While sources close to Cooper assure us he would have won reelection easily, they also admit that he didn’t want to win — at least not enough to write the checks necessary to float a million-dollar campaign or to defy the wishes of his wife Laura, whose reticence apparently weighed heavily on his decision to hang up his loafers and return to Woodlawn Drive. 

He leaves the field wide open. Metro has been buzzing with gossip since Cooper bowed out, and a long list of potentials now appends three original challengers: District 19 Councilmember Freddie O’Connell, Councilmember At-Large Sharon Hurt and former Metro executive Matt Wiltshire. Big money has lined up behind Wiltshire, whose year-end financial disclosures show $1 million on hand for the campaign. Wiltshire’s boosters include Old Nashville powerbroker Aubrey Harwell, development titan Bert Mathews, Max and Ben Goldberg of Strategic Hospitality, a handful of Frists, and a cast of Metro veterans like Rich Riebeling and Kevin Crumbo. Cooper drew support from a similar West Side crowd, leaving Wiltshire to grow his moneyed and influential base. Bruce Dobie’s Power Poll sampled the same demographic in the hours following Cooper’s press conference; it returned overwhelming support for Wiltshire along with a slight nod toward potential candidate Bob Freeman, a state representative with the wealth and name recognition to jump in quickly, who has expressed interest. (Disclosure: Freeman’s father Bill Freeman owns FW Publishing, the Scene’s parent company.)

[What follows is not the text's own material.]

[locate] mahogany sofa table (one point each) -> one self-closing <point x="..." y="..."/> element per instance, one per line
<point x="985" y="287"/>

O’Connell reported $263,000 on hand, enough to sustain a formidable campaign through August. A tireless campaigner who keeps his schedule full, O’Connell has built a reputation as a pragmatic lawmaker with a sophisticated understanding of Metro’s sprawling bureaucracy in his eight years as a Salemtown councilmember. Hurt began fundraising in December and has reported raising $5,200, but she can count on strong support from North Nashville, her political home. (Her literal home is currently in Bellevue.) Sources close to the mayor say Hurt’s candidacy, more than Wiltshire’s or O’Connell’s, made Cooper pause and recalculate his path to reelection. Retired AllianceBernstein executive Jim Gingrich stands on the sidelines, along with the staff he has reportedly hired.

Metro property assessor and former two-term Councilmember Vivian Wilhoite announced she was exploring candidacy in the hours (if not minutes) after Cooper’s announcement. Councilmember At-Large Bob Mendes has shown interest, and former Mayor Megan Barry has been making calls — her 2018 charges have been expunged and don’t bar her from a political comeback. Short lists over the past week also include Charles Robert Bone and state Sens. Heidi Campbell and Jeff Yarbro — really anyone who’s had their name on a yard sign in the past decade. With a few phone calls, longtime U.S. Rep. Jim Cooper, newly unemployed, could quickly become a favorite and potentially keep the mayor’s office in the family.

The city’s next mayor has the unenviable task of stemming the crises of transportation, housing, state relations and affordability that continue to crash down on the city without an effective coordinated response. Candidates have six months to convince voters they can get Nashville back on any kind of track.

Update, Feb. 7: Speaking with the Scene, TJ Ducklo, spokesperson for Mayor Cooper, calls reporting on funding concerns and family pressure “patently false.” He also disputes that the Cooper camp felt any trepidation caused by the Sharon Hurt campaign.